Employers that hate new taxes might have an easier time adapting to the Patient Protection and Affordable Care Act (PPACA) than they expect.
The PPACA “shared responsibility” and “minimum essential coverage” provisions appear to create a big loophole for employers that simply want to minimize new PPACA taxes for themselves and their employees, not offer rich health benefits.
Mark Holloway, a compliance specialist at Lockton Companies, wrote about the loophole recently in a new commentary responding to recent releases of proposed PPACA regulations and U.S. Department of Health and Human Services (HHS) implementation guidance.
If PPACA works as drafters expect, it will require non-grandfathered individual and small group plans to cover a standard “essential health benefits” (EHB) package that meets predetermined benefits levels and holds cost-sharing to specified limits.
Only the benefits level and out-of-pocket maximum rules will apply to large insured group plans. The EHB rules will not apply to large insured group plans.
PPACA will require self-insured plans to cover a package of basic preventive services without imposing deductibles, co-payments or other out-of-pocket spending requirements on the plan enrollees. But PPACA exempts self-insured plans from most other new coverage requirements.
Starting in 2014, PPACA coverage mandate provisions will require many individuals who are classified as having access to affordable health coverage at work to either have health coverage or else pay a new penalty tax that will be imposed on the uninsured.

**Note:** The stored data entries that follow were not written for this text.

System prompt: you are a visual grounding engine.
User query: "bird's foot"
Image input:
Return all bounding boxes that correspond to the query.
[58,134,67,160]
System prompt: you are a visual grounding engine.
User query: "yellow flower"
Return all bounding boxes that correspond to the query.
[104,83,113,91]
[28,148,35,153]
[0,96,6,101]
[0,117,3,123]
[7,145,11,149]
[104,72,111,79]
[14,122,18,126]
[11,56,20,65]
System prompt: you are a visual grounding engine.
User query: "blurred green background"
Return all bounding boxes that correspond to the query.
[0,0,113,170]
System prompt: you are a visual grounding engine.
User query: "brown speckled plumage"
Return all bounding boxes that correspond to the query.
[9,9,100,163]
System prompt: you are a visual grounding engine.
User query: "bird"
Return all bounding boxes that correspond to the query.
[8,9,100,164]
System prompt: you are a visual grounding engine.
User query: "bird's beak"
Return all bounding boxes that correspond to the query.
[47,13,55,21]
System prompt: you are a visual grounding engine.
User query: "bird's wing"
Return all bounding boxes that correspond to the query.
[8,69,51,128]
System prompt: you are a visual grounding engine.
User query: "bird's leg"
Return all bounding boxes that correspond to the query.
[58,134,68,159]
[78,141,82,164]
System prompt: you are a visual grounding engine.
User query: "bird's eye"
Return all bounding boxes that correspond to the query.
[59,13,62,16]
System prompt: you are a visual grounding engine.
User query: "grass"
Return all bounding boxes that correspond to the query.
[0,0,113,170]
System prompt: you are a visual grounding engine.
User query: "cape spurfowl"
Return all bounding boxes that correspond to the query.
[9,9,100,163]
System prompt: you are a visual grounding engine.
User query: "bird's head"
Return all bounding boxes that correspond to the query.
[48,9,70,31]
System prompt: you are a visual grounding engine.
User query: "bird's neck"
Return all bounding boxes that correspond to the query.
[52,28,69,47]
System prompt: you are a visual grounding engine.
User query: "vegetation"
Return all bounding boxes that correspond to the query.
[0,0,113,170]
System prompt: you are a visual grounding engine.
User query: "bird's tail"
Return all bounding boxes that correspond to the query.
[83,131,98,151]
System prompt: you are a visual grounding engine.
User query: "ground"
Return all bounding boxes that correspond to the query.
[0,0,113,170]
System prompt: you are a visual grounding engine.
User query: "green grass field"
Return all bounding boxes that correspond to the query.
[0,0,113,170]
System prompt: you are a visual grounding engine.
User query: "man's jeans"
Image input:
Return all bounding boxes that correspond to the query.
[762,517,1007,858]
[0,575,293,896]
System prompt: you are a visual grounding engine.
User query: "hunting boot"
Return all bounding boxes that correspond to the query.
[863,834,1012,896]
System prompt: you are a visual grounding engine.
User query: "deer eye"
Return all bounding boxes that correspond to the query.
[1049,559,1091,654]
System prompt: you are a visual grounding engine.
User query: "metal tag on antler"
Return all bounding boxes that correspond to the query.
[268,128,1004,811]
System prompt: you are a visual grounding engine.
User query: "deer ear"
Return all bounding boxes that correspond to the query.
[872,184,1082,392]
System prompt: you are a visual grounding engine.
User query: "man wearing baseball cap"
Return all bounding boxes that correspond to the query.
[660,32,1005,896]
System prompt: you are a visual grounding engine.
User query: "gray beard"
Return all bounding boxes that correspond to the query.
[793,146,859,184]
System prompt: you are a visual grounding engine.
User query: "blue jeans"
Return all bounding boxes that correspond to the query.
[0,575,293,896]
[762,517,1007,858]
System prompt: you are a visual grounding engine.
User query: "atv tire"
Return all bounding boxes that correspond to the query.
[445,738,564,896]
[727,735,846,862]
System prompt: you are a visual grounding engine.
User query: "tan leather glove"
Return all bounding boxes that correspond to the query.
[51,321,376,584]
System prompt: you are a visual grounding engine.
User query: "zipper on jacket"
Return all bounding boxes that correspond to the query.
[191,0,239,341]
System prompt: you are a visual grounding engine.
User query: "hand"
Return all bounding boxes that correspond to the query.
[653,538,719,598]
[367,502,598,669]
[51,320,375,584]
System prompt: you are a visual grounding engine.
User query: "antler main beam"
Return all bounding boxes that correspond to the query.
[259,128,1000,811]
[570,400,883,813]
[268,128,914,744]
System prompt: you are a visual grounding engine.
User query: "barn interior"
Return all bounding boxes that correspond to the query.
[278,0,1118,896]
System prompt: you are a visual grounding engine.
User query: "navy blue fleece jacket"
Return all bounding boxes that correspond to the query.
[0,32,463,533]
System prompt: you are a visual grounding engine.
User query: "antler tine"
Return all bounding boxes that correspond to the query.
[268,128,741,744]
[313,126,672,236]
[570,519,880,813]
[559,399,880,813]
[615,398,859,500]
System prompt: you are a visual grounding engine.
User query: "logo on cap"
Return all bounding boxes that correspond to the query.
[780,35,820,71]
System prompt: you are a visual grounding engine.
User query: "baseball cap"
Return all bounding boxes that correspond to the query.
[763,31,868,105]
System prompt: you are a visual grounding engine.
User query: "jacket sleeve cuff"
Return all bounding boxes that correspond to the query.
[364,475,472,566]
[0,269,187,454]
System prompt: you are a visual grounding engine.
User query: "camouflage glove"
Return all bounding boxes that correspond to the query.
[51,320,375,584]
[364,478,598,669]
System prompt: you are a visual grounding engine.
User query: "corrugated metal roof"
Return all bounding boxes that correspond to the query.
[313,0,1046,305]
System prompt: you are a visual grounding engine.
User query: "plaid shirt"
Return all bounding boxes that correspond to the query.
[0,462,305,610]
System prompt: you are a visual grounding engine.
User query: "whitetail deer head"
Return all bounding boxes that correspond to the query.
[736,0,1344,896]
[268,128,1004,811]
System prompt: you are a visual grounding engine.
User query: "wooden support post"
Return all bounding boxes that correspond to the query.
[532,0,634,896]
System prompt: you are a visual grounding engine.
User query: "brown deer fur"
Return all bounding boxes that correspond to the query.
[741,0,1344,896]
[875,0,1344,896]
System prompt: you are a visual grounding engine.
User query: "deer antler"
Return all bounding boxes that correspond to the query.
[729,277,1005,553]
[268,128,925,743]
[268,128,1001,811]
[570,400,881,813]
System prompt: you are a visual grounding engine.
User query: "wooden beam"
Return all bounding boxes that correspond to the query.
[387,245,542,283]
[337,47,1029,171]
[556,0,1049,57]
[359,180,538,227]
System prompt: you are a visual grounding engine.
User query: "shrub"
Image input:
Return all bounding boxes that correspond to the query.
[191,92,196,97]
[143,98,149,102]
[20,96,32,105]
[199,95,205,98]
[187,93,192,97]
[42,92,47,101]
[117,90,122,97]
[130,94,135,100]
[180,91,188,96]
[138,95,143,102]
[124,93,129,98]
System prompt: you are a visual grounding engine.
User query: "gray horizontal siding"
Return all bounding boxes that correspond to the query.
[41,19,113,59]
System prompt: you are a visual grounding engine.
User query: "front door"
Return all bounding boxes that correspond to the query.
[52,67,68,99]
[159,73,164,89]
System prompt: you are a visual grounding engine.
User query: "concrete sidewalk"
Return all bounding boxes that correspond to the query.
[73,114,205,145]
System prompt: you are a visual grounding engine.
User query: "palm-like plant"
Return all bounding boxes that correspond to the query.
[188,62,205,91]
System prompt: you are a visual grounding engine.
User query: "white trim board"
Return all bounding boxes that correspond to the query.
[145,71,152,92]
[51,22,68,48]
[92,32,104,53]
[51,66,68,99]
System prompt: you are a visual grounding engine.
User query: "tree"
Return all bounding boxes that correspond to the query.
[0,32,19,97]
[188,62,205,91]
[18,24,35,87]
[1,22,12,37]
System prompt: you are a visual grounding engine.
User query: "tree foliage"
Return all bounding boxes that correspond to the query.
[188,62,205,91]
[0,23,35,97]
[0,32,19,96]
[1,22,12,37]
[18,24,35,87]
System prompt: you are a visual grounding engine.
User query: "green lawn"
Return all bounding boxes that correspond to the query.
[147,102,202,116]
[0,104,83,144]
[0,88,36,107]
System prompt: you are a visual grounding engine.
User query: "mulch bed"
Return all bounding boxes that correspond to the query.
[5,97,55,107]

To avoid paying a new PPACA tax on employers that fail to offer employees access to a minimum level of health coverage, an employer will have to offer a plan the meets PPACA minimum actuarial value and affordability requirements, Holloway said.
But, to avoid paying the new PPACA uninsured penalty tax, an individual worker simply needs some kind of minimum essential coverage from the employer, not necessarily coverage through the plan that meets the PPACA minimum actuarial value standards, Holloway said.
“Precisely how good must this minimum essential coverage be?” Holloway asked. “It appears any employer-based health care plan more robust than a dental or vision plan, or health flexible spending account, amounts to ‘minimum essential coverage.’”
Federal guidance indicates that the definition of minimum essential coverage will exclude disability insurance, long-term care insurance, hospital indemnity insurance, cancer insurance and access to on-site clinics, but it does look as if the required minimum essential coverage could be “very skinny,” very inexpensive medical insurance, Holloway said.
An employer could offer one plan that would meet the PPACA minimum actuarial value requirements for one rate, and then offer a skinny, possibly cheaper minimum essential coverage plan alongside the minimum actuarial value plan, Holloway said.
CORRECTION: An earlier version of this article described the HHS approach is taking to large group plans incorrectly. HHS is only limiting the out-of-pocket maximums the plans can use, not the deductibles.